Pas encore de vendanges pour “La Voix des Mêlés” aux portes de Mons, mais c’est normal, les vignes n’ont été plantées que l’an dernier et cette année. Présentation avec Franck Van Den Bulcke qui se définit avant tout comme « paysan-vigneron ».

« Fils d’agriculteur, petit-fils d’agriculteur, arrière-petit-fils d’agriculteur et agriculteur lui-même », la formule a été popularisée par Michel Serrault dans un de ses films, mais Franck est effectivement issu de trois générations de chiconniers dont la marchandise était écoulée aux halles de Paris ou de Maubeuge.

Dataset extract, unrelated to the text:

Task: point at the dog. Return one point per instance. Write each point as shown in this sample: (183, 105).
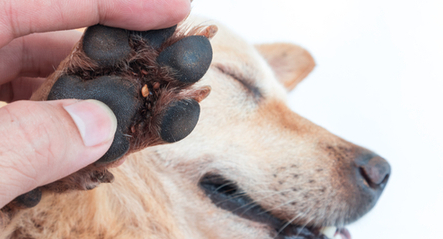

Même s’il a surtout, trouve-je, une gueule de cinéma ou de rugbyman.

Et du sport, il en a pratiqué. D’abord en suivant son père sur les terrains, puis comme joueur, entraîneur ou moniteur à la Commune. En sélection nationale « Jeunes » au foot, ou, surtout, en division 1 de balle pelote, sport qu’il a fini par choisir.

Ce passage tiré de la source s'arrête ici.